The Beginning of After – Jennifer Castle

GENRE:  Young Adult – Fiction
FORM:  Book

SYNOPSIS (from  Anyone who’s had something truly crappy happen to them will tell you: It’s all about Before and After. What I’m talking about here is the “ka-pow,” shake-you-to-your-core-and-turn-your-bones-to-plastic kind of crappy.

Sixteen-year-old Laurel’s world changes instantly when her parents and brother are killed in a terrible car accident. Behind the wheel is the father of her bad-boy neighbor, David Kaufman, whose mother is also killed. In the aftermath of the tragedy, Laurel navigates a new reality in which she and her best friend grow apart, boys may or may not be approaching her out of pity, overpowering memories lurk everywhere, and Mr. Kaufman is comatose but still very much alive. Through it all there is David, who swoops in and out of Laurel’s life and to whom she finds herself attracted against her better judgment. She will forever be connected to him by their mutual loss–a connection that will change them both in unexpected ways.

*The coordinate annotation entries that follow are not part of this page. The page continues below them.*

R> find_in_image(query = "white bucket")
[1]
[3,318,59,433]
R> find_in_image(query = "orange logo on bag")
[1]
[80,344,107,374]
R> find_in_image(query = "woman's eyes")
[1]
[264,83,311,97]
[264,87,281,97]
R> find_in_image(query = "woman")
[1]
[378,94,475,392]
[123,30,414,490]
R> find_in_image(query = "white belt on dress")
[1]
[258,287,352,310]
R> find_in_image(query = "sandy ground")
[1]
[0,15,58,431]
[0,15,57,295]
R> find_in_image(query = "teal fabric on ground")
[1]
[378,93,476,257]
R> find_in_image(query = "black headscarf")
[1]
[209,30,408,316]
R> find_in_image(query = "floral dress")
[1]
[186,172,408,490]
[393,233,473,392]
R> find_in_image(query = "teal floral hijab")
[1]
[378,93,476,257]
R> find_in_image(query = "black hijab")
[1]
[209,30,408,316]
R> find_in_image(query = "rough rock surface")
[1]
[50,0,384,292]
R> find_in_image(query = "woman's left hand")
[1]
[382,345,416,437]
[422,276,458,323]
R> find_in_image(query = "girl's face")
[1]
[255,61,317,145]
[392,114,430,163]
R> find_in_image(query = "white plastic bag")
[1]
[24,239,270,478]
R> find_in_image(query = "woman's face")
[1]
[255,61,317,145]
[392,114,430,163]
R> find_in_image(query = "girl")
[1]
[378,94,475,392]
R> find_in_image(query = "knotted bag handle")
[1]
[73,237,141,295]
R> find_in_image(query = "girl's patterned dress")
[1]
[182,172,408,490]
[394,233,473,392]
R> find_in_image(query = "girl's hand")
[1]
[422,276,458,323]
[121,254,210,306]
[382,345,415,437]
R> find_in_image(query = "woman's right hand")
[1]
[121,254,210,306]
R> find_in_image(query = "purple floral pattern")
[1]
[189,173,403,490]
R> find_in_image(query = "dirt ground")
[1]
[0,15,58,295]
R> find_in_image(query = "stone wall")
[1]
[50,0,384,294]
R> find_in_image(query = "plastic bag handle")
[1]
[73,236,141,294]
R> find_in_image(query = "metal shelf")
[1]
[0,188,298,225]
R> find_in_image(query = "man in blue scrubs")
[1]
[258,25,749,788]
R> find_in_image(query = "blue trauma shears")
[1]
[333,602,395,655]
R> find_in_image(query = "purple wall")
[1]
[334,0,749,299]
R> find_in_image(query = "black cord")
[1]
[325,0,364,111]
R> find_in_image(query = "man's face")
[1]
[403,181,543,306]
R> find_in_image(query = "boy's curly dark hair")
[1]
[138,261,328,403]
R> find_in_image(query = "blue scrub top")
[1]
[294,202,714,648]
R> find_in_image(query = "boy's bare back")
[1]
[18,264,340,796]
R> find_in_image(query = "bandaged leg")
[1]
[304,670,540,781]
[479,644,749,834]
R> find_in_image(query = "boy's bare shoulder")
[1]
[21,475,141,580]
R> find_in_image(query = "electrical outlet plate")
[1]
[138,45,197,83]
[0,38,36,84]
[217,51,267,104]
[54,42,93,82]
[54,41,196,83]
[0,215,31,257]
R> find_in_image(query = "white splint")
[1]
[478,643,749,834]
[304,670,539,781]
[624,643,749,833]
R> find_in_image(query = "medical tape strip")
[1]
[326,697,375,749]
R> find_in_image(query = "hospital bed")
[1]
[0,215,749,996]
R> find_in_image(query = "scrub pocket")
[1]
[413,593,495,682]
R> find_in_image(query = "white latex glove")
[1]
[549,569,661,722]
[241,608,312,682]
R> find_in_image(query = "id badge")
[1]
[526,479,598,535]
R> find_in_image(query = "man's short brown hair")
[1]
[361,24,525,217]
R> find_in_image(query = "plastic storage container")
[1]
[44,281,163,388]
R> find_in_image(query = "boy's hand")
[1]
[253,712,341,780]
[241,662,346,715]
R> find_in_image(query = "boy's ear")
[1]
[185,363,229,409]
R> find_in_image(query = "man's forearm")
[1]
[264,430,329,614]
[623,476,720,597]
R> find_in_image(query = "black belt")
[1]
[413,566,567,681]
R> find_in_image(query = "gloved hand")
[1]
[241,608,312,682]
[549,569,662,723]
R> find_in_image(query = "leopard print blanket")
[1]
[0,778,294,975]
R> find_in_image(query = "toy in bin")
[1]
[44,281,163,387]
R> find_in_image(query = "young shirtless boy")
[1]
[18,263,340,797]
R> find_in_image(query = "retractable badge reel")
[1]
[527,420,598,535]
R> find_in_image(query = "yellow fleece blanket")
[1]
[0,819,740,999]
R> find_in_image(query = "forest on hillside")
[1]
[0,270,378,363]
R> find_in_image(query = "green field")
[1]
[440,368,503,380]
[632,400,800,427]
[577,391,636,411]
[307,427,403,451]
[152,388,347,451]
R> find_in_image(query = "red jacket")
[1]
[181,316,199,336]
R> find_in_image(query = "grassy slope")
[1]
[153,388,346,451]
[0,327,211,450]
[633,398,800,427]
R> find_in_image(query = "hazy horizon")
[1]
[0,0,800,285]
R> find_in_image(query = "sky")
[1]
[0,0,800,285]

REVIEW:  As expected, The Beginning of After has its tough moments. Those moments where you just want to put down the book and have a short cry. Laurel is having to cope with the loss of her mother, father and younger brother, and while she is not doing it alone, it is still a very lonely and personal process. She manages through it rather well, probably much better than I would have actually.

The book focuses a lot on how she feels about how others feel about her though. Yes, she is managing her grief, but she is also very wrapped up in what people are saying about her, and what the motivation of others is rather than just accepting their help, or politeness. But despite people talking about her and not knowing if people are being real or just acting out of pity, she sticks through it and deals with everything the best she can. Her life has been altered, and finding out how to live it in its new form is tricky.

The story is also about David, whose father was driving the car that ended up off the road, and who’s mother was also killed in the accident. Where Laurel stays at home and deals with the pain and the healing, David runs. He becomes as anonymous as he possibly can so he doesn’t have to deal with false niceties or pity. He also runs to forget his grief. The only connection to home he keeps for a while is to Masher, and to Laurel.

I did enjoy this book. While it was sad, it wasn’t overly difficult to read most of the time. I felt like it got a bit too long, and I’m sure there was a lot that could have been cut out and it still would have been a complete book. But the length also helped to bring home the point that healing from tragedy is a long, slow process.